Ladysmith Black Mambazo – “As Cores Do Verão – Vozes De África” (concerto | antevisão | festivais | artigo de opinião)

PÚBLICO SEXTA-FEIRA, 20 JULHO 1990 >> A Semana >> Na Capa


As cores do Verão

Estiveram no “Graceland” ao lado de Paul Simon. Participaram no vídeo “Moonwalking”, de Michael Jackson, e foram à “Rua Sésamo”. São os Ladysmith Black Mambazo e cantam “a capella”. Em Lisboa – onde atuam no Verão 90 – a voz dos anjos também será negra.



VOZES DE ÁFRICA

Fala-se em música africana e ouvem-se batuques. Afluem ao espírito imagens de selva, savana, fogueiras noturnas perturbadas por olhos na escuridão e rugidos que se desejam ao longe. Mas África é também do Sul e o “apartheid”, Nelson Mandela, grandes cidades e o tribalismo afastado para o lado, mas constantemente a gritar os seus direitos.
Os Ladysmith Black Mambazo são sul-africanos, negros e não tocam tambores. Cantam. Maravilhosamente e “a capella”, hinos religiosos e temas populares e tradicionais do seu país. O canto “a capella” é o estilo vocal em que cada cantor entoa uma linha melódica diferente, uns em voz grave, outros em voz menos grave e por aí acima até aos gorjeios soprano do topo da escala. O feito total é a harmonia perfeita – como acontece com os Manhattan Transfer, os grupos de espirituais negros ou o Coro de Santo Amaro de Oeiras.

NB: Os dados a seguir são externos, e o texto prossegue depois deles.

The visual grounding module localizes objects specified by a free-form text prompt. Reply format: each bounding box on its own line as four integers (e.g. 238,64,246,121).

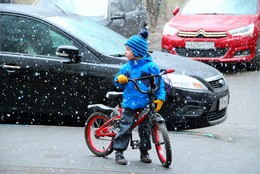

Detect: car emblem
218,79,225,86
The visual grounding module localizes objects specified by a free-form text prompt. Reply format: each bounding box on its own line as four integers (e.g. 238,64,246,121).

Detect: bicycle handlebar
116,69,175,94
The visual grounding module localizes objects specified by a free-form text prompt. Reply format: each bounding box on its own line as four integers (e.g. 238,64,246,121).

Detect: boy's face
125,45,135,60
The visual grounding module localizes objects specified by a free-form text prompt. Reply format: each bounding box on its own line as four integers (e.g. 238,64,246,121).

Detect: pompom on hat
125,26,149,57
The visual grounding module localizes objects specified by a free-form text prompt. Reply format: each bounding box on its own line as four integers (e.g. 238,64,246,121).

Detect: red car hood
169,15,257,31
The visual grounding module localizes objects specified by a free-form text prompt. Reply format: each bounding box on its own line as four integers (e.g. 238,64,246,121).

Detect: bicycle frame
95,108,148,138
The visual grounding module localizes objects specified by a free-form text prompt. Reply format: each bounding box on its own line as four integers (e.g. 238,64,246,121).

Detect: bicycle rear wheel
152,122,172,167
85,112,114,157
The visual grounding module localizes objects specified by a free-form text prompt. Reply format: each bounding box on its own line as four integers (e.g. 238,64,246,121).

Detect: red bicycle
85,70,174,167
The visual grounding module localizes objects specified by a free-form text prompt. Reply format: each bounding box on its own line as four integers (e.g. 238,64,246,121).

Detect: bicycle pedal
131,140,139,149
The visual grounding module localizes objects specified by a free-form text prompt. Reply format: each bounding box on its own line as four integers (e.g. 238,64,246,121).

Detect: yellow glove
154,100,163,112
117,74,128,84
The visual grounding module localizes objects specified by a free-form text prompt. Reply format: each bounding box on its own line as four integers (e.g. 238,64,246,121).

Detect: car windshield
34,0,108,18
48,15,126,55
181,0,258,15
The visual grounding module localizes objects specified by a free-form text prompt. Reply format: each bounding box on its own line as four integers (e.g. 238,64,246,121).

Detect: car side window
1,15,73,56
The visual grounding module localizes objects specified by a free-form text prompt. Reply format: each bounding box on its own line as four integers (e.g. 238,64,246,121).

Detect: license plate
218,95,229,110
185,42,215,49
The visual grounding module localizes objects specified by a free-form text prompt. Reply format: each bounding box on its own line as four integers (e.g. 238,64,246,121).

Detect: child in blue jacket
114,28,166,165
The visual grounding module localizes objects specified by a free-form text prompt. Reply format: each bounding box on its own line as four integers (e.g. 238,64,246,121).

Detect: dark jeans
114,108,151,151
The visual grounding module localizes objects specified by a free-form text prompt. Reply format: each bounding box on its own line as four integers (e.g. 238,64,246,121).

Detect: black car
0,4,229,130
1,0,148,37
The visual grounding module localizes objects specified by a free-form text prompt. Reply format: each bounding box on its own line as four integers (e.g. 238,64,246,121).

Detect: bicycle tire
152,122,172,167
85,112,114,157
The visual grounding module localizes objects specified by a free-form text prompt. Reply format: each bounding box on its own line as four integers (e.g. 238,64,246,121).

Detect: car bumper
160,86,229,130
162,34,257,63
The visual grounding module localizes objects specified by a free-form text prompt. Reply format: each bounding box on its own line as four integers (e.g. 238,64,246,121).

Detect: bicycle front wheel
152,122,172,167
85,112,114,157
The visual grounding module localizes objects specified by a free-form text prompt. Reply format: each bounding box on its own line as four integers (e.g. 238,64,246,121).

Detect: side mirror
111,12,125,20
56,45,82,63
172,7,180,16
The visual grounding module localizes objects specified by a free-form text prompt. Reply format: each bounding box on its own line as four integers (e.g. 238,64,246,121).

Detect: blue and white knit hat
125,27,149,57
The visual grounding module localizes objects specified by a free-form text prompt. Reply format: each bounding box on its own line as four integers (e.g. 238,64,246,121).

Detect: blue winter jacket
115,55,166,110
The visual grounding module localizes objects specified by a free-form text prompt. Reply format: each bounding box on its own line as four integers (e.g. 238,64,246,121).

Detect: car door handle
3,65,21,73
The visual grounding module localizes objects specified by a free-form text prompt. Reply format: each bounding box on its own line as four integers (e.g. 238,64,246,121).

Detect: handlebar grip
166,69,175,74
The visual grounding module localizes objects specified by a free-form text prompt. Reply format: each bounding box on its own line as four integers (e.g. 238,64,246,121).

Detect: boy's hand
154,100,163,112
117,74,128,84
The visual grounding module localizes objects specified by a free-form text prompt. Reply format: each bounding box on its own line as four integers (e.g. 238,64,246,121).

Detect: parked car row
0,4,229,130
1,0,148,38
162,0,260,69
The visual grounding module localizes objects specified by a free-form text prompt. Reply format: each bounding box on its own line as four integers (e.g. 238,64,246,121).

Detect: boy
114,28,166,165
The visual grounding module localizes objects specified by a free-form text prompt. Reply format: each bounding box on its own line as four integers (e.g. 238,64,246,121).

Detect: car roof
0,3,66,18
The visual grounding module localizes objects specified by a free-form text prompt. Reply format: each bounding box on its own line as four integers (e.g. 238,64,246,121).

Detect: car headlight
164,74,208,90
163,23,178,36
229,24,254,36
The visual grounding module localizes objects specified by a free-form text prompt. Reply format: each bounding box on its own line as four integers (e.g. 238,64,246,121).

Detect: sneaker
115,151,127,165
140,151,152,163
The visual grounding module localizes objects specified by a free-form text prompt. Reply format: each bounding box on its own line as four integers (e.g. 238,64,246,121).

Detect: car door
110,0,147,37
0,15,87,115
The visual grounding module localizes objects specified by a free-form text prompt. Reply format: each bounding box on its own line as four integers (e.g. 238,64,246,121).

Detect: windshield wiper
49,0,66,14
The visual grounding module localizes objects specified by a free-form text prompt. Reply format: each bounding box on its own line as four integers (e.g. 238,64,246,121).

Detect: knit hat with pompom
125,26,149,57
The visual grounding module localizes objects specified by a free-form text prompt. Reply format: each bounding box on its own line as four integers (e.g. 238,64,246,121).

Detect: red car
162,0,260,68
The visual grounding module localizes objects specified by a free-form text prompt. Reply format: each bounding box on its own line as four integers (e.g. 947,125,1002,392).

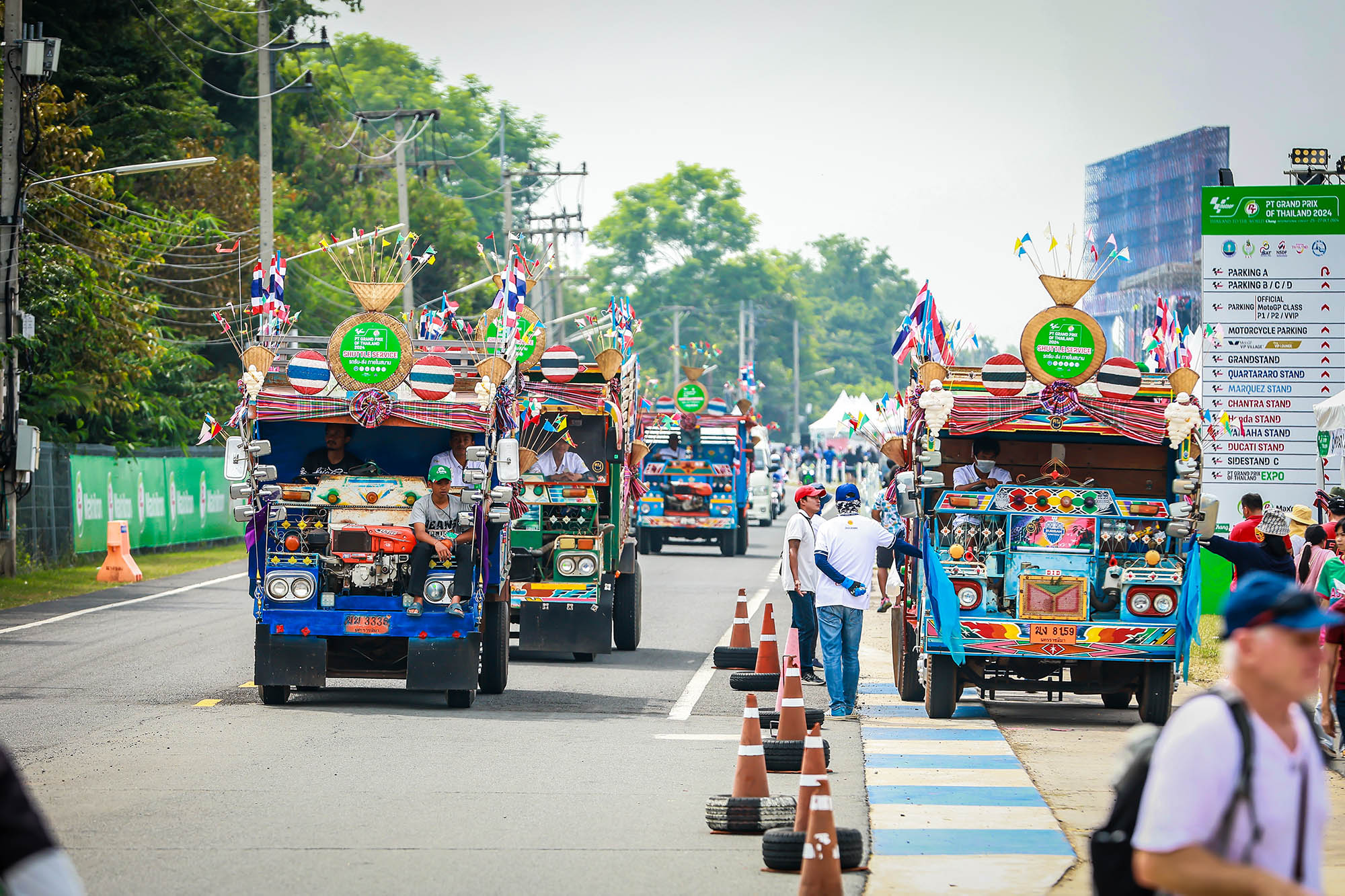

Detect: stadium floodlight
1289,148,1332,168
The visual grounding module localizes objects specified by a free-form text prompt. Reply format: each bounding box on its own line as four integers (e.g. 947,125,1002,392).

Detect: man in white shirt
814,483,921,719
527,434,588,482
1131,572,1345,896
780,486,827,685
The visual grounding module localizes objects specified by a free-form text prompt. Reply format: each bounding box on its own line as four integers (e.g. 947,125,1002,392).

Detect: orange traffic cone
733,694,771,797
799,778,843,896
729,588,752,647
756,602,780,676
794,723,827,831
775,657,808,749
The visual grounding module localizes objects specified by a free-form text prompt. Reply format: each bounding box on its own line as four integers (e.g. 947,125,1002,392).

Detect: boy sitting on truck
406,464,475,616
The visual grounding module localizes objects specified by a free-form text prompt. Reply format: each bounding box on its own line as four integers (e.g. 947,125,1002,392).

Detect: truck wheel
476,600,508,694
257,685,289,706
444,690,476,709
925,654,958,719
612,560,644,650
1139,663,1173,725
888,618,924,704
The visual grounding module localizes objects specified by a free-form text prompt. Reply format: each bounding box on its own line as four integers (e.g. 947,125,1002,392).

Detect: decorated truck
510,321,644,661
888,269,1217,724
221,230,530,708
638,409,752,557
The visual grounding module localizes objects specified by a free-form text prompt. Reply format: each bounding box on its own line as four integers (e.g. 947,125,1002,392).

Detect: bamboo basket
1037,274,1098,308
476,355,508,386
346,280,406,311
242,345,276,374
593,348,621,379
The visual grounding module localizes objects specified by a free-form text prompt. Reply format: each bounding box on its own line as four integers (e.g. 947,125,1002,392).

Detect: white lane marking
0,573,247,635
668,588,771,721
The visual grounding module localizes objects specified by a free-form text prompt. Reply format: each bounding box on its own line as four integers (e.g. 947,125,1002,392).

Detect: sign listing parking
1201,186,1345,524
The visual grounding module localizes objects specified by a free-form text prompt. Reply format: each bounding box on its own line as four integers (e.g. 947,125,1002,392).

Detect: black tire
759,706,827,731
888,618,924,704
761,739,831,771
714,647,756,669
257,685,291,706
761,827,863,870
729,673,780,690
444,690,476,709
925,654,959,719
476,600,508,694
705,794,802,828
1102,690,1131,709
612,560,644,650
1139,663,1173,725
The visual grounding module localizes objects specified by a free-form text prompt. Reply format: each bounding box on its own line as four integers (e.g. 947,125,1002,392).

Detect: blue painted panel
869,784,1046,807
873,827,1075,856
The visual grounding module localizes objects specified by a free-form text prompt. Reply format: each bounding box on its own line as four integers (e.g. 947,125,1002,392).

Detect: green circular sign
1032,315,1098,379
336,320,402,384
672,379,710,414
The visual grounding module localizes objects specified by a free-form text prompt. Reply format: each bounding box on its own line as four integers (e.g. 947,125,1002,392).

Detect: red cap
794,486,827,505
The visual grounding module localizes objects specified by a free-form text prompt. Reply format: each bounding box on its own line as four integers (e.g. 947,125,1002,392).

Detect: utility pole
0,0,23,576
257,0,276,285
790,317,800,445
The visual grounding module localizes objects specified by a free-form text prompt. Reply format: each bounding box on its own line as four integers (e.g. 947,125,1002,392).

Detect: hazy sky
336,0,1345,340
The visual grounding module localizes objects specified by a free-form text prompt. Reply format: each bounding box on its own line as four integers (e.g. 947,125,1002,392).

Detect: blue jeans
788,591,818,676
818,604,863,712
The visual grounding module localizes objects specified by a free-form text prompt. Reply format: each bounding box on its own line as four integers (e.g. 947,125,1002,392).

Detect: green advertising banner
70,455,242,553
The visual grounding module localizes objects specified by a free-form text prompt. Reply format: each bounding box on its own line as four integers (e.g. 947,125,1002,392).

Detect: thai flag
247,261,265,315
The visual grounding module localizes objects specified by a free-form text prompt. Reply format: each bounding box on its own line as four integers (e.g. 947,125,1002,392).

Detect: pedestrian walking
1131,567,1345,895
815,483,921,719
1204,505,1294,587
780,486,827,685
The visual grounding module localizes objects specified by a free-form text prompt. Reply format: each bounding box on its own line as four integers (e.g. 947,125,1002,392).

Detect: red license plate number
346,615,393,635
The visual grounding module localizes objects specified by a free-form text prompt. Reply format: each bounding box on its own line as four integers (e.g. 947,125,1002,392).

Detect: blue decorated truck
888,280,1217,724
636,413,752,557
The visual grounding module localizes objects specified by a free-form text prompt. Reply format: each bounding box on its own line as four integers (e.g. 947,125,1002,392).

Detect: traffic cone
733,694,771,797
799,778,843,896
794,724,827,831
775,657,820,749
775,626,802,713
756,600,780,676
729,588,752,649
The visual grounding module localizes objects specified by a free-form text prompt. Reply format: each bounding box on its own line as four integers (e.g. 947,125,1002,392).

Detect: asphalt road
0,521,868,893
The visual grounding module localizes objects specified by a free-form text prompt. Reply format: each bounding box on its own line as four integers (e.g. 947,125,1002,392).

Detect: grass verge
0,545,247,610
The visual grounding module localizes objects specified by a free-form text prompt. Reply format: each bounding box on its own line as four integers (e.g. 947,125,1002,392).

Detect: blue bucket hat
1224,571,1345,638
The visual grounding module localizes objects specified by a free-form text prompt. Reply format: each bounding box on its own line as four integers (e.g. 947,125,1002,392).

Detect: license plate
346,615,393,635
1028,623,1079,645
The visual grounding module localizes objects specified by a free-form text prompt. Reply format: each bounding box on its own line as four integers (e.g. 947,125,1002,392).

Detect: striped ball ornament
981,354,1028,398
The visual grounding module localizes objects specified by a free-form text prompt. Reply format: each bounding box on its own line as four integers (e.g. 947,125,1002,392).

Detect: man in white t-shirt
814,483,921,719
1131,572,1345,895
780,486,827,685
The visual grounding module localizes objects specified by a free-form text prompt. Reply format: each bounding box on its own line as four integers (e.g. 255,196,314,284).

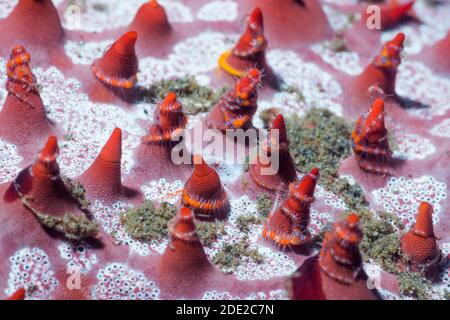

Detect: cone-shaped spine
262,168,319,248
130,0,172,38
353,33,405,103
288,214,380,300
80,128,123,201
91,31,138,89
6,288,26,300
380,0,415,29
352,99,392,174
142,92,187,145
0,46,51,144
159,207,212,282
182,155,230,220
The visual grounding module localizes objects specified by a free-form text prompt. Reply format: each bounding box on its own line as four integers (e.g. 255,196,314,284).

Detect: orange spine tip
263,168,319,248
208,69,261,131
6,46,37,108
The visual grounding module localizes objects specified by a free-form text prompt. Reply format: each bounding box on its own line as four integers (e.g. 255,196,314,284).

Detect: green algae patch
195,221,226,247
213,237,264,270
146,76,226,115
120,200,176,240
256,193,273,218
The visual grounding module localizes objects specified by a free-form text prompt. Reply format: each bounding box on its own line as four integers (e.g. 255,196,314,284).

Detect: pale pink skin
0,0,450,299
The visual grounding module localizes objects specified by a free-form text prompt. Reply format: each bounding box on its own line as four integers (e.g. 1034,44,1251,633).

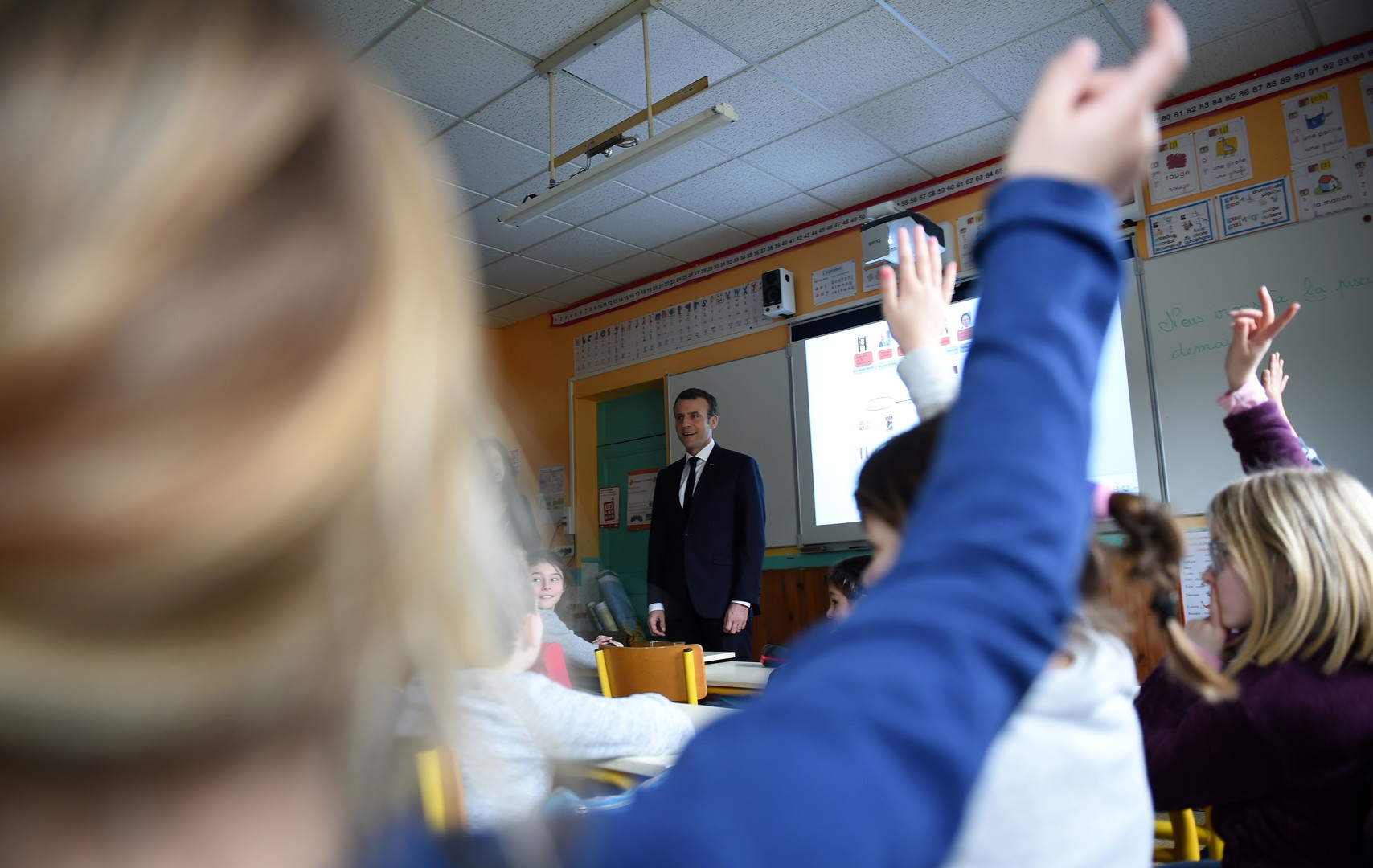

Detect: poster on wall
1150,133,1202,202
1282,84,1348,165
1348,144,1373,205
1196,117,1253,190
625,469,658,530
810,260,859,308
596,486,619,529
1215,177,1292,238
1150,199,1215,257
1179,527,1211,624
1359,73,1373,137
1292,154,1362,219
958,211,987,271
539,465,567,525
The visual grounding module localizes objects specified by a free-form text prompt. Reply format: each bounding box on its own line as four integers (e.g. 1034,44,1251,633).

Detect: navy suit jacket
648,442,764,618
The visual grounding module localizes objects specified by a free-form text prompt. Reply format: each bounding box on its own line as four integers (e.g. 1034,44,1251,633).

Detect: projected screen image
801,298,1140,527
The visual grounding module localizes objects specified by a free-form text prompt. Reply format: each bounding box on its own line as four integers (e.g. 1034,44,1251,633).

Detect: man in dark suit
648,389,764,661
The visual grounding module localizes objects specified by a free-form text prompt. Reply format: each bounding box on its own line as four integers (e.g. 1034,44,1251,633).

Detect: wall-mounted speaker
762,268,797,318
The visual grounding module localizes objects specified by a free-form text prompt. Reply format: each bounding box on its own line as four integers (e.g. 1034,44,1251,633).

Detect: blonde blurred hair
1207,469,1373,674
0,0,516,785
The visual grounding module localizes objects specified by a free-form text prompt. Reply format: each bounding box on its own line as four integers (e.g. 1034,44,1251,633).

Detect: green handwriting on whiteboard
1169,338,1230,358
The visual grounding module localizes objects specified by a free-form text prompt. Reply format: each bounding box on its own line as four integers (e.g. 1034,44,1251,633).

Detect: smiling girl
529,552,619,672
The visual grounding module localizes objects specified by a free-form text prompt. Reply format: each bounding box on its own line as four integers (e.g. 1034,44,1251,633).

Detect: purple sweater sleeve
1225,401,1311,474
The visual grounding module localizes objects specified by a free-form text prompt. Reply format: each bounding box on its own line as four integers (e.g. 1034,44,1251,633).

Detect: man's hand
1225,285,1301,391
1006,2,1187,195
725,603,748,633
877,225,958,353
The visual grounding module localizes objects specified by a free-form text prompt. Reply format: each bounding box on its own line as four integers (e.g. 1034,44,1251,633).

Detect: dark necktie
682,455,700,518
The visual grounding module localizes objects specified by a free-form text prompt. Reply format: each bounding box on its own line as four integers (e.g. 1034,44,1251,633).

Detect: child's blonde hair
1207,469,1373,674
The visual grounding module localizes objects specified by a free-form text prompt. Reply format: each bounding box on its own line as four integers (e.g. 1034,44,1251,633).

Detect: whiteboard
665,349,797,548
1142,209,1373,514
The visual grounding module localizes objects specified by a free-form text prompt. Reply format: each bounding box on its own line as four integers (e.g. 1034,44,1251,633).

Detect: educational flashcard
1292,154,1362,219
1282,84,1348,165
1150,133,1202,203
1359,73,1373,136
810,260,859,308
1150,199,1215,257
1179,527,1211,624
1348,144,1373,205
1196,117,1253,190
1215,177,1292,238
958,211,987,272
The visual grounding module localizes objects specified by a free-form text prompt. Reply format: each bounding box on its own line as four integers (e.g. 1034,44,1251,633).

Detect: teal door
596,389,667,630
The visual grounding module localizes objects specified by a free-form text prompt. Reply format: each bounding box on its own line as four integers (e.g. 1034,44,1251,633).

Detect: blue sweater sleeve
572,180,1121,866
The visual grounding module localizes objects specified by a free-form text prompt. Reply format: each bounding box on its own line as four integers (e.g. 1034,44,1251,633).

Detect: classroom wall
487,54,1369,556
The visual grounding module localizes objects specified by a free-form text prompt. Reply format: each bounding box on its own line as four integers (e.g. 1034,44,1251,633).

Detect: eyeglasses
1207,540,1230,575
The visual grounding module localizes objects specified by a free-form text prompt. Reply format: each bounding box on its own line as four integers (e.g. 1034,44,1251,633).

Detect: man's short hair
673,389,719,416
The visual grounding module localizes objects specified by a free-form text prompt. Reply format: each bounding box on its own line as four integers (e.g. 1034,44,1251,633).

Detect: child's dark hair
854,413,943,530
826,555,872,600
1080,494,1237,701
854,415,1236,699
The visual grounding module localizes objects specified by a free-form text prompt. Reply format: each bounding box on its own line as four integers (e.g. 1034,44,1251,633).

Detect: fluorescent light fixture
534,0,662,76
496,103,739,227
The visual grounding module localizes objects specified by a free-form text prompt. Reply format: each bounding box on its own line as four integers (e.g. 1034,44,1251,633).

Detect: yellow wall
489,70,1369,556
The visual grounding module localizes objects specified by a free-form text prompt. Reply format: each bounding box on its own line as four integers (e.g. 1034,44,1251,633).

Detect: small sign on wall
597,486,619,527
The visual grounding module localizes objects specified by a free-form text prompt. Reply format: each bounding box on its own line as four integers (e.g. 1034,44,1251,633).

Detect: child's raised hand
1259,353,1288,407
877,225,958,353
1225,285,1301,391
1006,2,1187,194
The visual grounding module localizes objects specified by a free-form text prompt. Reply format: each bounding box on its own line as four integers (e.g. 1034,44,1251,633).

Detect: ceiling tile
477,313,515,328
453,238,510,273
658,223,754,262
490,295,563,323
1105,0,1297,47
430,0,625,58
650,68,830,157
729,194,834,238
595,250,681,283
303,0,413,52
449,199,572,252
619,141,729,192
524,229,638,273
365,11,534,117
586,198,714,250
743,118,892,190
482,256,576,293
810,159,931,210
379,88,457,139
506,178,644,225
434,180,487,215
844,68,1006,153
891,0,1092,63
473,283,524,310
1173,14,1315,93
764,8,948,111
471,76,634,153
658,161,797,219
566,12,745,108
663,0,871,60
428,121,547,196
906,118,1016,177
539,275,619,308
962,10,1130,111
1311,0,1373,45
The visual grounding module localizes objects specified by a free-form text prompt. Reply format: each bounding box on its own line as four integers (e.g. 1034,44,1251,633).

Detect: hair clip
1150,588,1178,629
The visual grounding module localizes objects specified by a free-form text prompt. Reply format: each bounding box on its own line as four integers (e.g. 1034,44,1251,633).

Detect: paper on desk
1181,527,1211,624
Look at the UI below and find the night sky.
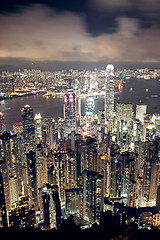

O nome do grupo significa “enxada preta de Ladysmith” e grande parte do seu reportório inspira-se no estilo “mbube”, indissociável da cultura zulu, e na “Isicathamiya”, cantada pelos trabalhadores negros que foram levados à força para longe das casas e famílias para trabalhar nas minas exploradas pelo branco. O seu mentor, Joseph Shabalala (“Bekezizwe” em zulu, “homem líder”) trabalhou nas minas. A sua música irrompe do sofrimento e da harmonia dos sonhos, como ele gosta de afirmar. Convenceu alguns dos seus familiares a partilharem desses sonhos e a materializarem-nos na voz.
Costumam tocar um pouco por todo o lado, mas especialmente em igrejas e centros comunais. Já o fizeram também em prisões, em escolas secundárias e nas grandes catedrais. Participaram na “Rua Sésamo” e nos espetáculos “Saturday Night Live” e “The Tonight Show”, bem como no vídeo de Michael Jackson, “Moonwalker”. Além de cantarem, narram provérbios e contam histórias e anedotas da sua tradição. Trazem as raízes ancestrais para a cidade e encantam sempre.
Costumam utilizar a língua materna zulu – por isso poderá haver quem não entenda as palavras. Mas a música, todos a sentem, e a mensagem passa. Fora dos limites estreitos do Sul do continente negro, para o resto do mundo. Em discos avidamente escutados pelos ocidentais, sempre dispostos a consumir e a devorar novas e diferentes sensibilidades, que apelidam invariavelmente de “exóticas”. Que nos façam bom proveito.
Paul Simon (em zulu, “Vulindlela” – “aquele que abriu o portão”) não deixou escapar a ocasião e utilizou, com ótimos resultados, as vozes africanas no álbum “Graceland”. Mas os Ladysmith Black Mambazo têm discos só seus. Ao todo vinte e oito. Os mais recentes dão pelo nome de “Inala”, “Umthombo Wamanzi” e “Two Worlds, One Heart”, este último concedendo espaço aos instrumentos e à eletrónica, incluindo um “Zulu-Funk-Rap” ao lado de George Clinton e com honras de edição em CD.
O importante é intuir a voz da terra irmanada com os cânticos do céu. A dança tribal invadindo a selva urbana. Para os Ladysmith Black Mambazo há “Two Worlds, One Heart”: “Dois mundos – a terra e o paraíso – e um coração, poder único que se ergue acima do mundo e conduz à paz e unidade de todos os povos do planeta”, como eles explicam.
LISBOA, Aula Magna da Reitoria da Universidade de Lisboa, 5ª, às 22h.